Following the foregoing findings the said exhibit reads:
“It is therefore hereby ordered:
“1. That said claim be disallowed as filed.
“2. That said claim be allowed as a general claim in the sum of $3,049.96.
“3. That the sum of $2,024.17 admitted in said claim to have been paid to the said Wayne T. Wilson, be adjudged a preference and that the trustee be, and he is hereby instructed to pay no dividends on account of said claim until said preference shall have been fully paid; and that the trustee be, and he is hereby further instructed that in the event the dividends payable in said estate on said claim are not su'.ncient to off-set said sum of $2,024.17 adjudged to be a preference, that the trustee be, and he is hereby instructed to take steps to collect the same from the said Wayne T. Wilson.

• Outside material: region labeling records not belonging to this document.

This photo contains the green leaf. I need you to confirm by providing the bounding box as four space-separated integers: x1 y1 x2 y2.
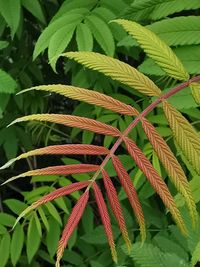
21 0 46 24
0 69 17 94
85 15 115 56
63 52 161 96
0 212 15 227
45 202 62 225
0 233 10 267
190 83 200 105
38 207 49 231
48 22 77 71
51 0 96 22
163 102 200 173
146 16 200 46
123 0 200 21
4 198 27 215
139 45 200 76
0 224 7 235
63 250 83 266
114 19 189 81
33 14 83 59
10 224 24 266
0 41 9 50
0 0 21 38
191 241 200 266
124 242 188 267
26 216 41 263
76 23 93 51
46 218 60 258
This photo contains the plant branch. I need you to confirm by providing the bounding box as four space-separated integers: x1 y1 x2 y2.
86 75 200 190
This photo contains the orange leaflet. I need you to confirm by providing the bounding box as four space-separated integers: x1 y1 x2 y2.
23 84 138 116
9 114 121 136
13 181 89 227
56 190 89 267
102 170 131 251
2 164 99 185
0 144 109 170
112 155 146 241
124 137 187 235
142 118 198 226
93 182 117 263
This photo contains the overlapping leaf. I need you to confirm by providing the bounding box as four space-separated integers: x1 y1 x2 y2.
146 16 200 46
142 118 197 225
124 0 200 21
3 164 99 184
114 19 189 81
63 52 160 96
56 190 89 267
124 138 187 234
13 181 89 227
0 144 109 169
102 170 131 250
112 156 146 242
10 114 121 136
93 182 117 262
20 84 138 116
163 101 200 173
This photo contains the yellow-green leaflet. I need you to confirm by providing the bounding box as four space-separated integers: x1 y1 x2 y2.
114 19 189 81
190 83 200 105
163 101 200 173
63 52 161 96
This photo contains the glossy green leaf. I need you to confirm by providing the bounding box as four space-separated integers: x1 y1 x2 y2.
0 233 10 267
46 218 60 258
10 224 24 266
0 69 17 94
0 0 21 38
76 23 93 51
21 0 46 24
26 216 41 263
86 15 115 56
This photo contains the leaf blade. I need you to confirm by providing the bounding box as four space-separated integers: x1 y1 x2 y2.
63 52 161 96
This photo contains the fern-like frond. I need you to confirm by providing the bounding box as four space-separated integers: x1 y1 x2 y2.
124 0 200 21
56 190 89 267
142 118 197 225
114 19 189 81
63 52 160 96
190 83 200 105
93 182 117 263
112 156 146 242
2 164 99 185
13 181 89 228
146 16 200 46
0 144 109 170
102 170 131 250
10 114 121 136
163 101 200 173
124 137 187 235
20 84 138 116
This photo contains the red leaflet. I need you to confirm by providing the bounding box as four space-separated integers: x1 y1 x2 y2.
124 137 187 234
15 181 90 225
102 170 131 251
112 156 146 241
2 164 99 185
10 113 121 136
0 144 109 170
93 182 117 262
56 190 89 267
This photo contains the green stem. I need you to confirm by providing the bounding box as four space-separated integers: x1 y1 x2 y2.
87 75 200 190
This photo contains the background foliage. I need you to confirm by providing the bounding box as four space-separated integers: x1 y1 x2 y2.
0 0 200 267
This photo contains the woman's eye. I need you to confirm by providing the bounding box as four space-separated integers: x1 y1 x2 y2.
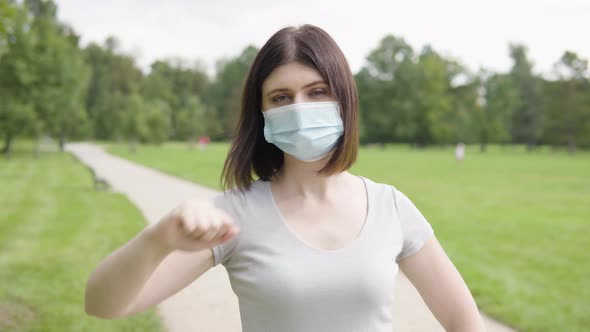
272 95 288 103
310 90 326 97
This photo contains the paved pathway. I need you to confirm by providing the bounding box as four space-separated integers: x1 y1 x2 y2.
66 143 513 332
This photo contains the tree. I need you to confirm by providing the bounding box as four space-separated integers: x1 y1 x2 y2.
143 99 170 144
120 93 149 153
473 72 519 152
549 51 590 154
213 46 258 138
510 45 543 150
83 37 143 139
355 35 420 143
141 59 216 139
0 2 38 157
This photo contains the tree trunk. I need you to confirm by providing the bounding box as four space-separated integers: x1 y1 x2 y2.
33 136 41 159
59 130 66 152
2 132 12 159
566 79 576 155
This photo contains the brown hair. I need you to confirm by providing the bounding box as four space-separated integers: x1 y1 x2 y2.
222 24 359 192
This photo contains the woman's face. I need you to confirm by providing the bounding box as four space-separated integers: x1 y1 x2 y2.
262 62 334 111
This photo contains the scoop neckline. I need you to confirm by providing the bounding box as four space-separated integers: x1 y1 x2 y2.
265 175 373 254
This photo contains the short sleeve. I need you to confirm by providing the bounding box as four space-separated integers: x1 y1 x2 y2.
211 193 241 267
393 188 434 260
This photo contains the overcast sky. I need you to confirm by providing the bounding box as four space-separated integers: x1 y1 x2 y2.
57 0 590 73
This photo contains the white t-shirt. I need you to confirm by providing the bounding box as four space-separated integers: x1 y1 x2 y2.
213 177 433 332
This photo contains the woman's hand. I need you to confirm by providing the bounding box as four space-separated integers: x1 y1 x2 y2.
147 199 240 251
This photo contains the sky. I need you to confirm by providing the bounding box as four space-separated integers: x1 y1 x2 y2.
56 0 590 74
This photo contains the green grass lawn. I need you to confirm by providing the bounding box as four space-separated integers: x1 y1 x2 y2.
0 147 163 332
109 143 590 331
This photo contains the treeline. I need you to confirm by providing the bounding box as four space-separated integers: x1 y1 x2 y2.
0 0 590 154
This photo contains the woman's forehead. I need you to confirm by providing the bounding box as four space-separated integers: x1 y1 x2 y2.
262 62 324 92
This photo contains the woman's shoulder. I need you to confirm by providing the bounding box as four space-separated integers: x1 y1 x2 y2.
213 179 267 212
359 176 398 196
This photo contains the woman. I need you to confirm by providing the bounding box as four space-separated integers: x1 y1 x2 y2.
86 25 483 332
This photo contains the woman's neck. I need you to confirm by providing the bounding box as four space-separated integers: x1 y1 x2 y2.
273 154 350 199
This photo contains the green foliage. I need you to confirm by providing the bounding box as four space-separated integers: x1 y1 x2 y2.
212 46 258 139
108 143 590 332
0 0 590 153
510 45 544 149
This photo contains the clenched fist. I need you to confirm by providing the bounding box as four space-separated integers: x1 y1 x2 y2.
149 199 240 251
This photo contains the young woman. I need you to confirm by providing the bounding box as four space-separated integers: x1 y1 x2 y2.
86 25 484 332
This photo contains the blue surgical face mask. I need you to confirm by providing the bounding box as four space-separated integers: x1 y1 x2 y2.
262 102 344 162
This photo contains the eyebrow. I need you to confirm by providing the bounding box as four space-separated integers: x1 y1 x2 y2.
266 80 328 97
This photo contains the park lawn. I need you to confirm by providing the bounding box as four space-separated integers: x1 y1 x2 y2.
109 143 590 332
0 151 164 332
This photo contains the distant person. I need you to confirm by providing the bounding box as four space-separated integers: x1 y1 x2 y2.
199 136 211 149
86 25 484 332
455 143 465 162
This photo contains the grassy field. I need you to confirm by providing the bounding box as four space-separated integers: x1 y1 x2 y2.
0 147 163 332
109 143 590 332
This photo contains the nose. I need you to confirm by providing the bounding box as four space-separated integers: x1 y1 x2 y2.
293 91 307 103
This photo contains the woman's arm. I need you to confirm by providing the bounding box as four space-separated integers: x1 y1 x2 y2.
86 200 239 319
399 236 485 332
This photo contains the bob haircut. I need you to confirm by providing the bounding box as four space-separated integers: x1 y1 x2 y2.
222 24 359 192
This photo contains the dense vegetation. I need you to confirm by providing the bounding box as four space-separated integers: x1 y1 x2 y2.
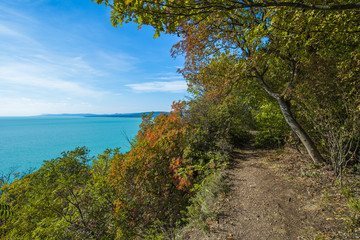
0 0 360 239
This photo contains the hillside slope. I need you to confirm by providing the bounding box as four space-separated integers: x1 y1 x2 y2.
188 146 359 240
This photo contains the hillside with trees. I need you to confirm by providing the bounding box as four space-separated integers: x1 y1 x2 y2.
0 0 360 239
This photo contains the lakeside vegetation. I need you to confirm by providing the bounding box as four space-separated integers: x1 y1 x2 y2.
0 0 360 239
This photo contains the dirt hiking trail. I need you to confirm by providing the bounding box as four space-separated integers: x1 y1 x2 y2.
191 146 348 240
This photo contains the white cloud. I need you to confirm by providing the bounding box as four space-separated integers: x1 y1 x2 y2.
0 97 96 116
0 63 105 97
126 81 187 93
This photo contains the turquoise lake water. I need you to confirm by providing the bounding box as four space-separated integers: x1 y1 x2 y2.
0 117 142 174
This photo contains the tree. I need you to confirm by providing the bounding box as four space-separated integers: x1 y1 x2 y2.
1 147 121 239
111 103 192 239
96 0 359 163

“4. That the said Wayne T. Wilson be given ten days from the date hereof within which to apply for a Writ of Review to the District Court ”

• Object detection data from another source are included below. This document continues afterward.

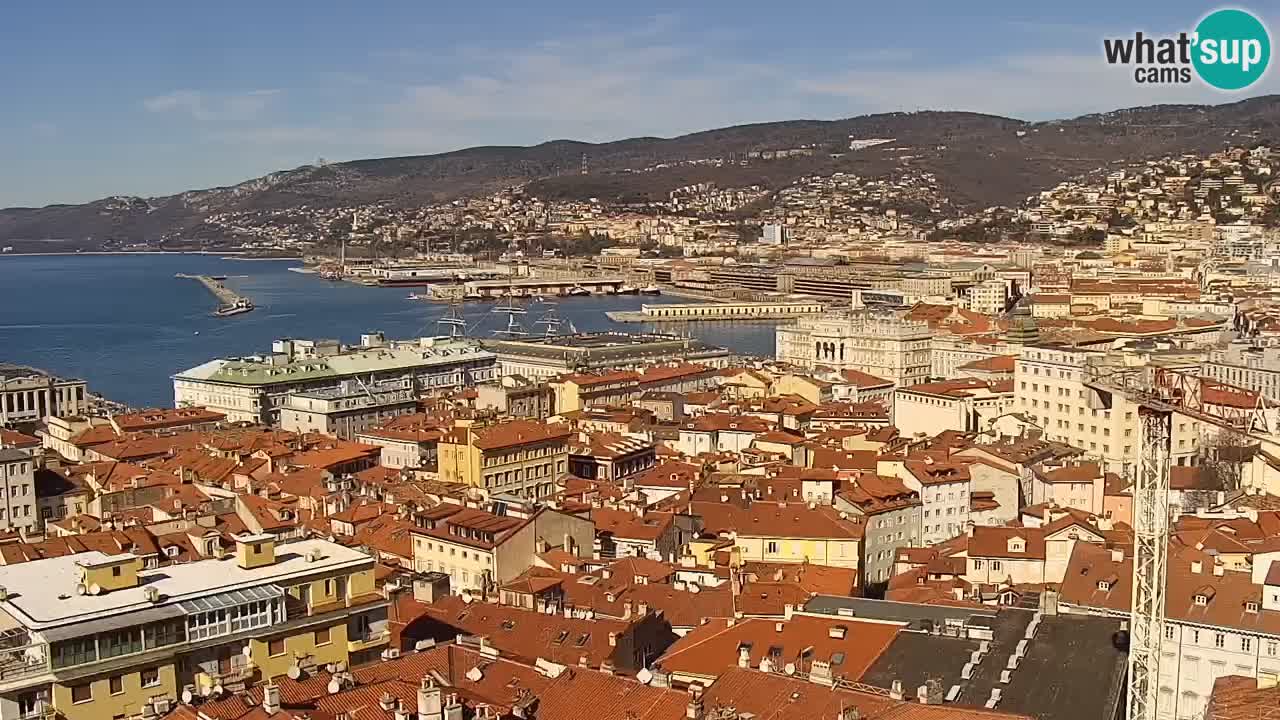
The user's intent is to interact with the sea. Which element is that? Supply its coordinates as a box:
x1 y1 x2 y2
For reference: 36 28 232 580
0 254 774 407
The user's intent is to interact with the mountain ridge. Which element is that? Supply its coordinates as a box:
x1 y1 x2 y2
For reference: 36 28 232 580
0 95 1280 249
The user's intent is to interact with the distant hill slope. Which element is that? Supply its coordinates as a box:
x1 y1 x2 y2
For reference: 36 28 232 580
0 96 1280 250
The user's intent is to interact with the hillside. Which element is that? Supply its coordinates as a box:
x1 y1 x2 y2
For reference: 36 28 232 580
0 96 1280 245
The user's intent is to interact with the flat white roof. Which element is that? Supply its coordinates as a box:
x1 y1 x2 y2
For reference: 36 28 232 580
0 539 374 630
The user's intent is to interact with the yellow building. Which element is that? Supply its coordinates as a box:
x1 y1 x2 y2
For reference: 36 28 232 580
436 420 572 498
0 536 389 720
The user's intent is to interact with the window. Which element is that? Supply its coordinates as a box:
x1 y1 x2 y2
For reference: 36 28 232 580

The pleadings do not set forth a copy of defendant’s claim as filed or as subsequently amended or the protest thereto filed by the trustee. The grounds generally of the protest are, however, admitted by the pleadings. By inference only does it appear that the claim as filed may have contained a statement of the total amounts claimed to be payable to defendant with credits on account leaving a balance due, which balance represented the amount of this claim. .The amount as claimed, plus the total amount of the three prior payments held to have been preferential in character, would total $3,899.17, approximately $850 in excess of the amount allowed as a general claim. It does not appear, therefore, upon what basis a preferential claim was allowed as a general claim in an amount materially in excess thereof.

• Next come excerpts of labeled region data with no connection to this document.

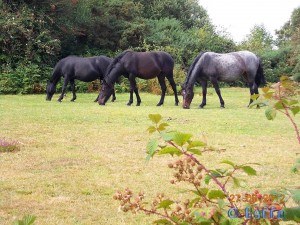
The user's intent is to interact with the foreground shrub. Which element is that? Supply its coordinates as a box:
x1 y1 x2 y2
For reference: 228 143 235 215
114 114 300 225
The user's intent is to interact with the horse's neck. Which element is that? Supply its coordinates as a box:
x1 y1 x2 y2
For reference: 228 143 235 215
186 71 197 87
50 71 62 85
105 69 122 85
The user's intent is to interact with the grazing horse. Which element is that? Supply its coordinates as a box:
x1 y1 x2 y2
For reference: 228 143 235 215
182 51 265 109
98 50 179 106
46 56 116 102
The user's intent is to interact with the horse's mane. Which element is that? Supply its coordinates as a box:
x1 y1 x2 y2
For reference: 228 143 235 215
106 50 132 75
185 52 205 83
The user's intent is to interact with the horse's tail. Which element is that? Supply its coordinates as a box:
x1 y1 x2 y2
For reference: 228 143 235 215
255 59 266 87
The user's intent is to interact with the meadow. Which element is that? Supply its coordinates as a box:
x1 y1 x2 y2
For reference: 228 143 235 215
0 88 300 225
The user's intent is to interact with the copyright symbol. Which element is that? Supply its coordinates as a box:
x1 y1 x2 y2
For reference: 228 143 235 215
227 208 238 219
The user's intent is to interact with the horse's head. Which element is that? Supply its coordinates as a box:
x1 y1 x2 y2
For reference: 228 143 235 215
181 84 194 109
98 80 114 105
46 81 56 101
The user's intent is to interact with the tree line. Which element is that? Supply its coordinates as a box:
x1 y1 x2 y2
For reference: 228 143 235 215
0 0 300 94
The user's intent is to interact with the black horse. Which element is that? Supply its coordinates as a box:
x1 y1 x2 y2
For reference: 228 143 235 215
46 56 116 102
98 50 179 106
182 51 265 109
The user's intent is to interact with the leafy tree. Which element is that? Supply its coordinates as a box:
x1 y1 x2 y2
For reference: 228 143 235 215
239 25 274 54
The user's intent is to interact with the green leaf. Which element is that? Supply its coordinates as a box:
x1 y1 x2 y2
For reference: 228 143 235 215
265 108 276 120
288 99 299 105
261 87 270 94
158 146 182 156
157 200 174 209
207 190 226 199
158 123 169 131
249 99 267 108
194 212 212 225
280 75 289 82
146 139 158 160
232 177 241 188
250 94 259 101
274 100 284 109
147 126 156 134
283 206 300 222
149 114 162 124
187 141 206 150
187 148 202 155
229 218 244 225
221 160 235 168
173 132 192 146
192 188 209 196
242 166 256 176
161 131 176 141
153 219 173 225
290 189 300 205
264 92 274 99
204 175 211 185
291 106 300 116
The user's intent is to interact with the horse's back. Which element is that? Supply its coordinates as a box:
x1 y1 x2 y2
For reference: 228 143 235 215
124 51 174 79
199 52 247 81
55 55 112 82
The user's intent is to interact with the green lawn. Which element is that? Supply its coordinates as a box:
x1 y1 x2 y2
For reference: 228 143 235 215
0 88 300 225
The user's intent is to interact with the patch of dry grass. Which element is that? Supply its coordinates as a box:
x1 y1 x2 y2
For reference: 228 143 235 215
0 88 299 225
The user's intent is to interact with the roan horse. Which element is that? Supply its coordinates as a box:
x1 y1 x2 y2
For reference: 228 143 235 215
46 56 116 102
182 51 265 109
98 50 179 106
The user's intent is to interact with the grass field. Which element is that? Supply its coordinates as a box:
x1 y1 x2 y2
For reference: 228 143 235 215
0 88 299 225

It is well-settled law that the referee’s order of allowance or disallowance of a claim is res judicata unless a petition for review is duly filed. Ullman, Stern & Krausse v. Coppard (C.C.A.) 246 F. 124; Breit v. Moore (C.C.A.) 220 F. 97; Remington on Bankruptcy (3d Ed.) Vol. 5, p. 378, § 2313.
In the brief of defendant it is asserted that a petition to review the said order of the referee was not filed because the order was favorable to defendant in that his claim was allowed as a general claim, which allowance exhausted the jurisdiction of the referee to deal further with the subject-matter. In support of this position, defendant cites provisions of the statute which at this time we think unnecessary to consider.
Counsel for plaintiff in his brief quotes Gilbert’s Collier on Bankruptcy, p. 778, par. 1059, which reads:
“The rule as now established is as follows : A creditor, who has received a voidable preference and retained the same until deprived thereof by a judgment of the court, may surrender the preference and thereafter prove his claim against the estate. Upon determining that a preference is voidable, the court should fix a reasonable time within which the creditor may surrender and have his claim allowed. The court may settle the amount of dividend coming to him, and the final decree may direct him to pay over the full amount of his preference, with interest, less the amount of his dividend.”
In the absence of a copy of the claim as filed and the objection interposed thereto, *929it is not clear that the rule as quoted was substantially complied with.
Where, as in the instant case, plaintiff moves for judgment on the pleadings because certain admissions in the answer are claimed to establish res adjudicata, it must be clear from the pleading what issues were presented and determined. It is not sufficiently clear we think to justify the granting of the motion. 34 C.J. p. 1061, § 1500.
The demurrer to the answer is overruled. The motion for judgment on the pleadings is denied.